In re M.T.-L.Y., 265 N.C. App. 454 (2019)

Affirmed in Part; Vacated in Part; and Remanded
  • Facts: An infant was adjudicated neglected. At disposition, the child was placed in DSS custody. At the dispositional hearings (this author believes those hearings were the initial dispositional  and then a review hearing), the court ordered as conditions of reunification that mother abstain from alcohol or drugs, submit to drug testing as requested by DSS, have a psychological evaluation, enter into a family services agreement for reunification, complete parenting classes, attend her two weekly supervised visits, confirm her employment and wages, notify DSS within 24 hours of any change in her employment or household status, participate in the child’s medical appointments, and maintain regular communication with DSS. At the first permanency planning hearing, mother did not appear but was represented by her attorney. The court found that mother did not comply with her court-ordered conditions and that there was slim likelihood of reunification, mother failed to make adequate progress within a reasonable period of time, was not available to the court, and acted inconsistently with the child’s health and safety. The court ordered (1) DSS cease reunification efforts and (2) a primary permanent plan of adoption and secondary plan of guardianship. (“PPO”). DSS filed a motion to TPR, which was granted. Mother appeals the TPR and as part of that appeal, the PPO.
  • Reunification as a Permanent Plan: At the permanency planning stage involving a neglected juvenile, the court must adopt concurrent permanent plans, designating a primary and secondary plan. When determining which plans to order, reunification is addressed in G.S. 7B-906.2(b). Although that statutory language seems to plainly allow the trial court to omit reunification as permanent plan in any permanency planning hearing (PPH), this court is bound by In re C.P., 812 S.E.2d 188 (2018). C.P. held the trial court may remove reunification as a concurrent plan in “subsequent” PPHs and not the initial PPH. Bound by that holding, the trial court erred in removing reunification as a concurrent plan in the first and only PPH. The PPO and TPR are vacated.
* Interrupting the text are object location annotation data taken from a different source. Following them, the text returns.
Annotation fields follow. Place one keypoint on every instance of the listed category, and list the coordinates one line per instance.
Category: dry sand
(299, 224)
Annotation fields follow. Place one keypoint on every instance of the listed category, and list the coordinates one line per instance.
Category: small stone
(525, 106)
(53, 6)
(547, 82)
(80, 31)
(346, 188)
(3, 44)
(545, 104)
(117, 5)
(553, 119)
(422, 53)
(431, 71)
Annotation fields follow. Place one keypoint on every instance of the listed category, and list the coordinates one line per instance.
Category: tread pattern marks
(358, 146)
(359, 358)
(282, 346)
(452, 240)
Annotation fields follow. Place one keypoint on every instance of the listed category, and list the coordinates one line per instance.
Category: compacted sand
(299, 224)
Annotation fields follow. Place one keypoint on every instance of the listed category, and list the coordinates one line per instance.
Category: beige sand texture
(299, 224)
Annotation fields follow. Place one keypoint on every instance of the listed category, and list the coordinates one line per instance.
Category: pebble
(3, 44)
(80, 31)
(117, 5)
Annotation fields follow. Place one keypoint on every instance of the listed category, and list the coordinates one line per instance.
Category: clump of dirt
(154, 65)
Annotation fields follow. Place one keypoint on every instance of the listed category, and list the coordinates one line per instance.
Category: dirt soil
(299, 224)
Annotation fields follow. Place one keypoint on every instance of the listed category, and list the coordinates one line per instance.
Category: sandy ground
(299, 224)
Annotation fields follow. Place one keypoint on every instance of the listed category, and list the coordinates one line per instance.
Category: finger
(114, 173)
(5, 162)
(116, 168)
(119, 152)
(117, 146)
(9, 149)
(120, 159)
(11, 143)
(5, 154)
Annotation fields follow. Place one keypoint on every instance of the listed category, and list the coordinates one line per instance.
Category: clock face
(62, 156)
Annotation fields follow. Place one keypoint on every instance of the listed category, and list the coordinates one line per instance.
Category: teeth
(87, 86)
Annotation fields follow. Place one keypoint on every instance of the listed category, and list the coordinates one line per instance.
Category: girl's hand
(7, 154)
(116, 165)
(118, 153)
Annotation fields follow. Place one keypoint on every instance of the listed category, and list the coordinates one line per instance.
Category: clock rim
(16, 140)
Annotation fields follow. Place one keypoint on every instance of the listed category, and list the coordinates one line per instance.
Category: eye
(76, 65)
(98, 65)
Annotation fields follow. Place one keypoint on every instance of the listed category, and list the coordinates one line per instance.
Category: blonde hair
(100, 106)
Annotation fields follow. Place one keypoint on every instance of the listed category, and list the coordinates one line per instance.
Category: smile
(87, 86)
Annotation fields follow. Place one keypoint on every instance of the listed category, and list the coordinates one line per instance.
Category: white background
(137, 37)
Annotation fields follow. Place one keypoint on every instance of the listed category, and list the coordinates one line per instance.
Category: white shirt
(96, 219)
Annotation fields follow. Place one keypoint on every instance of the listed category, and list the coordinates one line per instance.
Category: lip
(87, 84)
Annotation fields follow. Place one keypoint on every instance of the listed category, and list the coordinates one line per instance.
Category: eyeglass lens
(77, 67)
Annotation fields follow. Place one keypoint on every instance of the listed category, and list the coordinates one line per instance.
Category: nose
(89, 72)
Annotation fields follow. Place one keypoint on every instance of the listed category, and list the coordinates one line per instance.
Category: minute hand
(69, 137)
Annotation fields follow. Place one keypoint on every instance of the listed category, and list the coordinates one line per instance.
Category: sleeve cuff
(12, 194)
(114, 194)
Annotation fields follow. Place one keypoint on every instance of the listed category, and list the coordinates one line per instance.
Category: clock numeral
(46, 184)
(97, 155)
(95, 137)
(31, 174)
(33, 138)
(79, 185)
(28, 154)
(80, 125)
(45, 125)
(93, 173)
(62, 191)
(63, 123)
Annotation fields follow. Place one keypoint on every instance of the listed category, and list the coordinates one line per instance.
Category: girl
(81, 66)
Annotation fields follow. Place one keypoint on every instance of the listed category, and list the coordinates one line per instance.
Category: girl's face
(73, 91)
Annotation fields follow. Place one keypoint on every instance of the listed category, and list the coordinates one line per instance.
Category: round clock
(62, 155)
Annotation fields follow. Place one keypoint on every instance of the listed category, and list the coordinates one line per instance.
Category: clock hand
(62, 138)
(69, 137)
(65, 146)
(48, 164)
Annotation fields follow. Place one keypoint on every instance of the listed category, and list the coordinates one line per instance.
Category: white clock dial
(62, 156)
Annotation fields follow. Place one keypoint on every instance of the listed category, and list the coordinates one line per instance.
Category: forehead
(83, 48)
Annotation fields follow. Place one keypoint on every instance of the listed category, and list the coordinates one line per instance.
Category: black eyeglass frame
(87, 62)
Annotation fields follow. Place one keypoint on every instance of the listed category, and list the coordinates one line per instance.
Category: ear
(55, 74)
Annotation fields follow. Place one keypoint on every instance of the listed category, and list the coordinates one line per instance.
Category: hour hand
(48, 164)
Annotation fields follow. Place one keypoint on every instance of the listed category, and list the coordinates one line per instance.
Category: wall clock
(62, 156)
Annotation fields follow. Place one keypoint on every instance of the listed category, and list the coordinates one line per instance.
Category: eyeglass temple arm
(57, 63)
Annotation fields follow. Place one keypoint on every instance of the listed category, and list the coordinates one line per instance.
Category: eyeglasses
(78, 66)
  • Reunification Efforts Ceasing: Before In re C.P., the court of appeals held in In re H.L., 807 S.E.2d 685 (2017), that reunification efforts could be ceased at the first permanency planning hearing if the required findings of G.S. 7B-906.2(b) were made. Although In re C.P. believed the trial court is prohibited from ceasing reunification efforts at the first PPH, it recognized it was bound by the prior holding of In re H.L. The standard of review of an order ceasing reunification efforts is whether the trial court made appropriate finding based on credible evidence;  whether the findings support the conclusions; and whether the court abused its discretion with respect to disposition. The court’s findings are not contradictory. “[P]artially performing a required condition does not necessarily preclude a conclusion that the performance is inadequate”. Sl. Op. at 22. The findings are sufficient and are based on evidence that mother failed to verify her participation in substance abuse treatment, her employment and her living arrangements with DSS; did not comply with the family services agreement, visitation schedule, drug testing, or attendance at her child’s medical appointments; violated the safety plan; and tested positive for drugs. Although the court did not use the statutory language in G.S. 7B-906.2(b) that reunification efforts clearly would be unsuccessful or inconsistent with the juvenile’s health and safety, the findings address the statute’s concerns. See In re L.M.T., 367 N.C. 165 (2013).
  • Reservations about In re C.P. are based on the statutory language in G.S. 7B- 906.2(c) and 7B-906.1(d)(3), which was not examined in C.P. Those statutes seem to contradict the interpretation of G.S. 7B-906.2(b) in C.P. Additionally, the holding of C.P. raises more questions than answers, affecting “what ‘efforts’ social services must perform [under G.S. 7B-906.2(b)] when reunification efforts have been ceased but reunification is still included in a permanent plan” (Sl. Op. at 18); rights (or lack thereof) to appeal an order ceasing reunification efforts but keeping reunification as a permanent plan; and creating a dichotomy between reunification and reunification efforts as opposed to keeping them as a unitary concept. “To avoid confusion of our DSS workers and trial courts and to promote permanency for children in these cases, we encourage the North Carolina General Assembly to amend these statutes to clarify their limitations.” Sl. Op. at 19.